Although they have become more optimistic about future growth in the last year, small and medium-sized enterprises (SMEs) in Scotland are adrift of the UK average in terms of their projections of turnover rises over the next five years.
In the UK as a whole, SMEs are forecasting 134% aggregate growth in annual turnover on a five-year view.
The survey, published yesterday by banking group Santander, focuses on businesses with an annual turnover of £20 million or less.
In 2012, Scottish SMEs had forecast 91% aggregate growth in annual turnover over the following five years. However, while their latest projection is a significant improvement on this, it is well adrift of their collective forecast in 2011 of 194% growth in turnover over a five-year period.
The proportion of Scottish businesses citing organic growth as an immediate priority jumped to 35% in the latest survey, from 11% in 2012, having stood at 33% in 2011.
In what Santander hailed as a further sign of increased confidence, the proportion of Scottish business owners looking to start a new venture climbed to 12% from 2% in 2012.
There was a drop in the proportion of Scottish businesses citing "survival" as an immediate priority, to 60% from 69% in 2012. However, the 60% figure was still greater than the corresponding proportion of 55% in 2011.
Santander's survey showed a growing appetite for acquisitions among UK SMEs.
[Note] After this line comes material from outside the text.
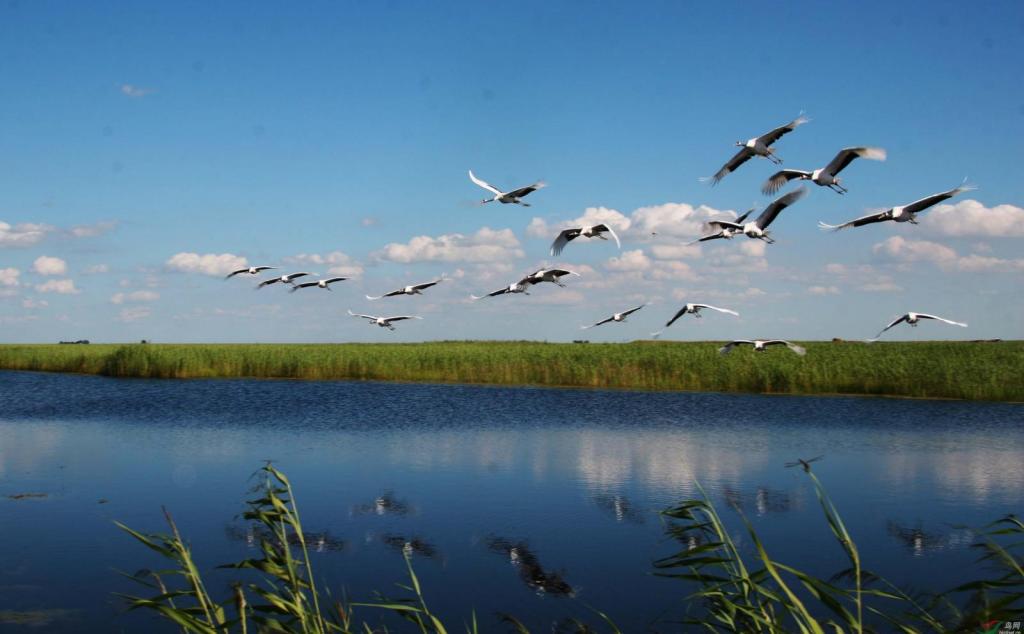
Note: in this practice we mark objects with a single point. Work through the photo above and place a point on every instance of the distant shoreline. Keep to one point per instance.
(957, 370)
Of Scottish SMEs surveyed, 68% reported that a challenging trading environment was the biggest barrier to growth, up from 41% in 2012. Access to capital was reported by 31% of Scottish businesses as a major barrier to growth, up from 21% in 2012 and 10% in 2011.
Graham Silcock, regional director in Santander's corporate and commercial banking division, said: "Understandably, many businesses in Scotland remain cautious, in the current trading environment. However, our latest growth survey reveals a more optimistic five-year growth outlook compared to 2012. It has also found that since 2011, when our first report was published, more SMEs in the UK are looking at acquisitions to spur growth as well as investing in organic expansion."